From cyberbullying to self-esteem issues, using social media can become downright dangerous for those under a certain age, which is why Penélope Cruz does what she can to protect her and husband Javier Bardem's son Leo, 10, and daughter Luna, 8, from the apps.
The actress acknowledged on CBS Sunday Morning that she has a "strange relationship with social media" herself, as she uses only "very little of it in a very careful way."
"There is something that is not making sense, and it's especially affecting younger generations," she insisted. "I feel really bad for the ones that are teenagers now."
"It's almost like if the world was doing some kind of experiment on them: 'Oh, let's see what happens if you expose a 12-year-old to that much technology,'" explained the Academy Award winner. "The lack of protection there is for a 12-year-old to be involved with social media, any form of social media, there is no protection for them, for their brains that are still developing."
The mom-of-two noted that platforms like Instagram "affects the way [teens] see themselves," while other apps offer ways for kids to bully each other. "So many things that are not the childhood that we had," she noted.
Because of her awareness, Cruz is "very tough" when it comes to technology and her kids.

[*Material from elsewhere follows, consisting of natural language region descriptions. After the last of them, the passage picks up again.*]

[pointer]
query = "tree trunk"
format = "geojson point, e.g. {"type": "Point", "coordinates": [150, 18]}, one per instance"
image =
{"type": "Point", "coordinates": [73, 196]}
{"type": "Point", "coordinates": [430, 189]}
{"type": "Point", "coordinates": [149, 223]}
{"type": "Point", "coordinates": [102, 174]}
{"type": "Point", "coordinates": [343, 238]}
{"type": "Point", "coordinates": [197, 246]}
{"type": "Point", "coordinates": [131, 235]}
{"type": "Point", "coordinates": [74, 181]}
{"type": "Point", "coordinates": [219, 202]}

"We can watch movies sometimes or some cartoons. How can I not let them watch movies? That has been some [of the most] incredible moments of happiness since I was a little girl," she said. "But no phones until they're much older. No social media until at least 16."
"I really see that [as] protecting mental health," the Noel star shared. "But I seem to be part of a minority."

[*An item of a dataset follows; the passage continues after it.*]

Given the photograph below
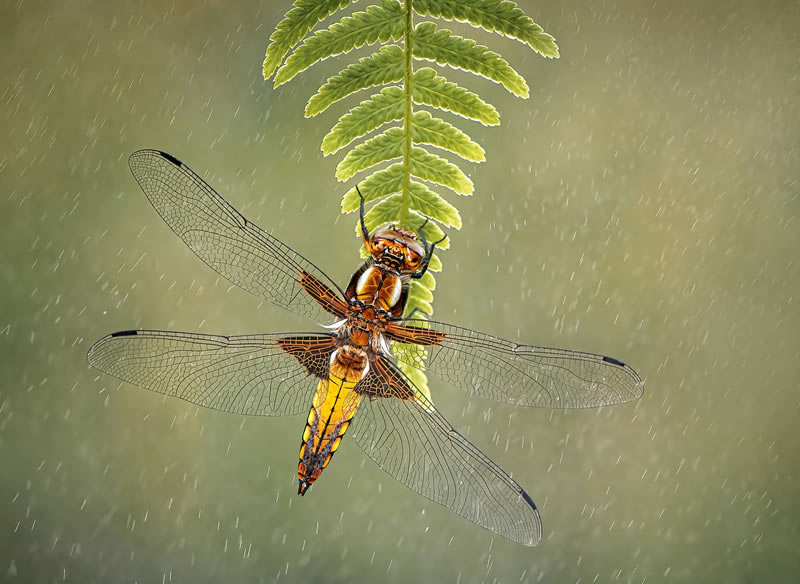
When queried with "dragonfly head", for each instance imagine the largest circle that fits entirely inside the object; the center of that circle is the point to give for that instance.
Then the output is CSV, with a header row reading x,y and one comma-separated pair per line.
x,y
398,249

Indeed, celebrity offspring using social media has become quite a trend, as kids like North West, 8, and Penelope Disick, 9, have their own TikTok accounts, though their respective mothers, Kim and Kourtney Kardashian, manage the pages.
Scene-stealer North recently broke her mom's rules and went live on the app, and her cousin, 12-year-old Mason Disick, volunteered "to talk" to her about being more cautious when using the app.
The Skims founder appreciated her nephew's concerns, calling him a "helpful king."